McDonough set his teeth with a snarl; his eyes gleamed fiercely.

He was ready with every nerve tense, hoping and desiring to meet Merriwell’s speed fairly. But now, at this critical point, Dick, after using a delivery which seemed to prophesy a swift one, handed up the slowest sort of a slow ball. It came with such exasperating slowness from the Yale man’s hand, that something actually seemed holding it back. In spite of everything he could do, McDonough struck too soon.

A snarl broke from his lips in a sound which was the height of rage expressed without words. His face turned purple and he gripped the handle of his bat with all the strength in his great hands. As he glared ferociously at the cool, half smiling face before him, something like a haze seemed to gather before his eyes. Before it had passed, Merriwell whistled over a high, swift ball which cut the plate in halves.
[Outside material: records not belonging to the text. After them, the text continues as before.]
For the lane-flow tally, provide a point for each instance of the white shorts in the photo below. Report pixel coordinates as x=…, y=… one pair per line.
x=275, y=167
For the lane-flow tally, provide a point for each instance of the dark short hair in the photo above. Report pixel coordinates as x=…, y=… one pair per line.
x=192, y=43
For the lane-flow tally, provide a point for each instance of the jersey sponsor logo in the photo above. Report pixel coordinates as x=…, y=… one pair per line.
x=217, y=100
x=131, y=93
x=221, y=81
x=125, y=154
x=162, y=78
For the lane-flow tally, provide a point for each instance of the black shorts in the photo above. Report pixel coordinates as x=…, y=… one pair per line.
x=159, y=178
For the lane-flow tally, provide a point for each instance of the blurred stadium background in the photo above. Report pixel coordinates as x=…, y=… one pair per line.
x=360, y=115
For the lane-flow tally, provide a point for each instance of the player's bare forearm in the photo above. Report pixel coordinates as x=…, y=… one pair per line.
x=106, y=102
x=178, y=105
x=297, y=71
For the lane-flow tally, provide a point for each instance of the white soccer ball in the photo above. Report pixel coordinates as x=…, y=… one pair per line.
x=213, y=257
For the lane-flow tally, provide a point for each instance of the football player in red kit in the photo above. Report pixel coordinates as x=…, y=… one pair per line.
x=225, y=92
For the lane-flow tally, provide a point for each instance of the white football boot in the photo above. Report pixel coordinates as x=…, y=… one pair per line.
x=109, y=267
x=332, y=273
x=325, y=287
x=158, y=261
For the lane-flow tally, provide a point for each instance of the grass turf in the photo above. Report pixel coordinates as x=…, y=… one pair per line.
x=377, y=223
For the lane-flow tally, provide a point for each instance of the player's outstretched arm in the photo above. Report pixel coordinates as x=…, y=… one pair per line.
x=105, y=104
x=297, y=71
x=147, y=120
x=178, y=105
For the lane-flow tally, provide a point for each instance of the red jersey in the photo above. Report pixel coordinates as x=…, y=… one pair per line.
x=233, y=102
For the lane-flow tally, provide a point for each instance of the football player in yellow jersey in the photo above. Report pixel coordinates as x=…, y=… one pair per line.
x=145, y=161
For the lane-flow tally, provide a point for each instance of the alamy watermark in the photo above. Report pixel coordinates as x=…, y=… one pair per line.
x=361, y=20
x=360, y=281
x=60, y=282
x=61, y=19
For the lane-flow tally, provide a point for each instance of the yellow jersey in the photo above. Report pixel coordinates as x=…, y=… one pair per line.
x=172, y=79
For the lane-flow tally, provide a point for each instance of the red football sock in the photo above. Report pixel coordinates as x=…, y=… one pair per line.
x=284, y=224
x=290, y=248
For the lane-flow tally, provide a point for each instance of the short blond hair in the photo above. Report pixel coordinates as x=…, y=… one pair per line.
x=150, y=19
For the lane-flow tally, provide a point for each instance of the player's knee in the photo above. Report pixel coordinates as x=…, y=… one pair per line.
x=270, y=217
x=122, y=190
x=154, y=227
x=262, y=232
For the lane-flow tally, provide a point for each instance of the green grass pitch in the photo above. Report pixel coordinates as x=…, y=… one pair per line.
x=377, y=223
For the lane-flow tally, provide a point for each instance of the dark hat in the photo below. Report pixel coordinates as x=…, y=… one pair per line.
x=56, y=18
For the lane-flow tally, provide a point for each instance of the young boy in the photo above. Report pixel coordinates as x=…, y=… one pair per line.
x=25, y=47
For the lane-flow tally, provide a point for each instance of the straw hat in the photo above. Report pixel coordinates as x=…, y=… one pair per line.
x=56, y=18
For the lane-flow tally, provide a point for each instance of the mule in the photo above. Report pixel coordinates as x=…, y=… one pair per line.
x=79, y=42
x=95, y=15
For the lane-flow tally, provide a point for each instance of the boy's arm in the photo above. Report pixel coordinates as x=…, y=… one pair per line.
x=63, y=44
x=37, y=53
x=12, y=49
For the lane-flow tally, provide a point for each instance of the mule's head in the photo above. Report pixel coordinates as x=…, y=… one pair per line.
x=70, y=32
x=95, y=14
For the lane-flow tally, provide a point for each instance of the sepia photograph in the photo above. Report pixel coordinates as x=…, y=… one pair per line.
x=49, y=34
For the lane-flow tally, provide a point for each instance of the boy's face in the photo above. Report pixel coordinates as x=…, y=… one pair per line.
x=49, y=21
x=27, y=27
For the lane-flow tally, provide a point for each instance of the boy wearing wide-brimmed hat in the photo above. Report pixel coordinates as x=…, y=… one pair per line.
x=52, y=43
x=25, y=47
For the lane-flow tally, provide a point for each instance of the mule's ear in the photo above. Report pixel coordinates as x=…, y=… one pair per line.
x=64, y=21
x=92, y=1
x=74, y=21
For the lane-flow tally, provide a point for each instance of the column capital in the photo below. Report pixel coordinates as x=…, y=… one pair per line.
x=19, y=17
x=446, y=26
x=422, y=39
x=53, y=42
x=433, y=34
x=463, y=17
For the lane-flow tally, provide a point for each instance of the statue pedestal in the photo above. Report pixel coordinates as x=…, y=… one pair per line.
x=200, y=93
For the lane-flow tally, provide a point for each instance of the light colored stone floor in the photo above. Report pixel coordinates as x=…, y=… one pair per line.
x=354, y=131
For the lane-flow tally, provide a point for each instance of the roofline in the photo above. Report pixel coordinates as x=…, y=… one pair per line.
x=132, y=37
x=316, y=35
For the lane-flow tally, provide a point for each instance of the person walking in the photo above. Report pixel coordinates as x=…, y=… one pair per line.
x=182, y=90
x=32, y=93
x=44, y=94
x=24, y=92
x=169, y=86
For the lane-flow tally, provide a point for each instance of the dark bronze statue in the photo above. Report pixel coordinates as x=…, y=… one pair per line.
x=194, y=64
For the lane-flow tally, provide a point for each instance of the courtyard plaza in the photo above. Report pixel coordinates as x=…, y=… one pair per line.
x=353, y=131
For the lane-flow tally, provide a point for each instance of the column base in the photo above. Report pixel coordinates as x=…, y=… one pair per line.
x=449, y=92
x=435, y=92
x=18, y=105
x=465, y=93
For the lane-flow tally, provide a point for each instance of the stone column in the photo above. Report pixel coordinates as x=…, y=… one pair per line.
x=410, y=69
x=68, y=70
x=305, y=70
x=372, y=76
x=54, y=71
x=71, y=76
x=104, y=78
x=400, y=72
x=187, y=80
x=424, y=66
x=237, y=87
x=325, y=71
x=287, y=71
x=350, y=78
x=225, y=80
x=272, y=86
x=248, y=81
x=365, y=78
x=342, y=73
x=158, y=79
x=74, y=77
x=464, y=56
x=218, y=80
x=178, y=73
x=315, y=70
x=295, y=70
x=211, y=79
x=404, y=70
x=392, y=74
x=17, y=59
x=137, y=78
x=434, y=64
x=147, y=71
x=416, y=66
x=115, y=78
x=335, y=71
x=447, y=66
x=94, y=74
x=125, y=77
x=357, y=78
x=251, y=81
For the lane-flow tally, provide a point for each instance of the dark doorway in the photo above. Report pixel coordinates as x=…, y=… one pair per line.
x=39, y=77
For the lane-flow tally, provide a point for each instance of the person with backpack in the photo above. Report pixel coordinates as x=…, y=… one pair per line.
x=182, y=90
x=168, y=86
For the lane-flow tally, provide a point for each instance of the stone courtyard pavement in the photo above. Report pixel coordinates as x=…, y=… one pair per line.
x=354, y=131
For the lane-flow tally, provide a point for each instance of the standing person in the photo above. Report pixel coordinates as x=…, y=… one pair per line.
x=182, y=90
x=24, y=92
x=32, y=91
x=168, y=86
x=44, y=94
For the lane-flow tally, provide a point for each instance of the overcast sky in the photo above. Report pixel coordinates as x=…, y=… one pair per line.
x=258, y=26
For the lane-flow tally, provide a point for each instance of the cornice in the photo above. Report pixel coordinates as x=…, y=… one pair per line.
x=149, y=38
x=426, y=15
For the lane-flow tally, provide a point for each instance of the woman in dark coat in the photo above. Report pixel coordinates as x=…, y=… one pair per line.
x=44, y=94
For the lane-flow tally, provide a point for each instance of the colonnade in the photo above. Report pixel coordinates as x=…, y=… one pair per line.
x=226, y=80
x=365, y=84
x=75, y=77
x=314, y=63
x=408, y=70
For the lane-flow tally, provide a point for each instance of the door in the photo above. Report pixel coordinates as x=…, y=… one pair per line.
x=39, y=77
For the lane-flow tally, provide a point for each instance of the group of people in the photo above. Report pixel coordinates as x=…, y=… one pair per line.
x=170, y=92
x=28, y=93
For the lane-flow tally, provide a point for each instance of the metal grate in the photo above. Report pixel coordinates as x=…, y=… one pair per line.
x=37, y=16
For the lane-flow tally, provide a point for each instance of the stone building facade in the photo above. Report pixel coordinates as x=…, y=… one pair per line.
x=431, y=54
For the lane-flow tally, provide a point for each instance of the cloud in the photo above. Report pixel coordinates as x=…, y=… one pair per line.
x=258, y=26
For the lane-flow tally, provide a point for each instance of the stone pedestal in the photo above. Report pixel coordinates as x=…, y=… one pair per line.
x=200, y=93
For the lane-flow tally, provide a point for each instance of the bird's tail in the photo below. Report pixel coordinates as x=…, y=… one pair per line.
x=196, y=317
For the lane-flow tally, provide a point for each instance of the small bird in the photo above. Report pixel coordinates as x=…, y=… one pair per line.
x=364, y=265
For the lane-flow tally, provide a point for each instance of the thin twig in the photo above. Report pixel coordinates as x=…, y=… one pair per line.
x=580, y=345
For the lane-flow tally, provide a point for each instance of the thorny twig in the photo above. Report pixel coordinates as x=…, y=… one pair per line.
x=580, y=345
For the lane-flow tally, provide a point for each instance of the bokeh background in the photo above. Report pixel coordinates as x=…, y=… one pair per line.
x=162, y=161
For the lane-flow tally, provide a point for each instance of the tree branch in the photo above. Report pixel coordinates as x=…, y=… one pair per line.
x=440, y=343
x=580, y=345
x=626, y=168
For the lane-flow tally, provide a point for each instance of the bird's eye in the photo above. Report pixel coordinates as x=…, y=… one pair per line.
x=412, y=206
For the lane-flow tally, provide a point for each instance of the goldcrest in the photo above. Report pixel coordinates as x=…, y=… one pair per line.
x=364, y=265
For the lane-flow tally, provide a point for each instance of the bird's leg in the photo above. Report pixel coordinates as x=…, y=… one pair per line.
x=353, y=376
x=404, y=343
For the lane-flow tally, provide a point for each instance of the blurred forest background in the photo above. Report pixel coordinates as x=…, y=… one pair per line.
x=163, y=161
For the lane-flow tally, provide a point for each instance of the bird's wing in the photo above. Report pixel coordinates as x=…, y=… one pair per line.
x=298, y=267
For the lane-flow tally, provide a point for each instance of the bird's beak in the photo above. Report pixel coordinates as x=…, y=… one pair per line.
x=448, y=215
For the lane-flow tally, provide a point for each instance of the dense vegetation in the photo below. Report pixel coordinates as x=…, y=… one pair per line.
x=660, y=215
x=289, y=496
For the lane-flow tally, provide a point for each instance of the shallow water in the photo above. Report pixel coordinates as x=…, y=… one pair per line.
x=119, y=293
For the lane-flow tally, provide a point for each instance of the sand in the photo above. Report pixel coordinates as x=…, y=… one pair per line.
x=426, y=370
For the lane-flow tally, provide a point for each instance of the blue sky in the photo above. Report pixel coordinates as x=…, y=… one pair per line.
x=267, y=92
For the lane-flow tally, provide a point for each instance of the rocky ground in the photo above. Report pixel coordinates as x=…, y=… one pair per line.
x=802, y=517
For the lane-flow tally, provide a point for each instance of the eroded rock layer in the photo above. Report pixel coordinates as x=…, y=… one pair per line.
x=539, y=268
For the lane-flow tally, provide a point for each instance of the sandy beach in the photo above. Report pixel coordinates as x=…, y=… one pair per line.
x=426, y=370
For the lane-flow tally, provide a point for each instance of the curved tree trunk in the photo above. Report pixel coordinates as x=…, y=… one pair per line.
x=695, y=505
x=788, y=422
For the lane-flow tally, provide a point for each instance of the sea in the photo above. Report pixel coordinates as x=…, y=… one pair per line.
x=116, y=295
McDonough seemed to see something flit past, but it was the spank of the ball into Buckhart’s glove that told him that Dick had pitched.

“Out!” cried the umpire.

With a roar like thunder, the crowd poured down onto the field in a human cataract from the stand, and, before he could escape, Merriwell was seized and lifted up on some one’s shoulders. For a moment he struggled to get away; then, seeing it would be useless, he resigned himself to the inevitable and waited calmly until their enthusiasm should cool.

After marching about the field for a few minutes, they came back to the clubhouse and allowed him to slip to the ground. As he did so, Orren Fairchilds hurried up.

“Wonderful work, my boy,” he exclaimed—“wonderful! By Jove! I never saw anything like it. It was a fair, square beat; and every bit of it was due to you—you and that catcher of yours. How did the arm hold out?”

Dick made a wry face.

“It’s not as comfortable as it might be,” he confessed.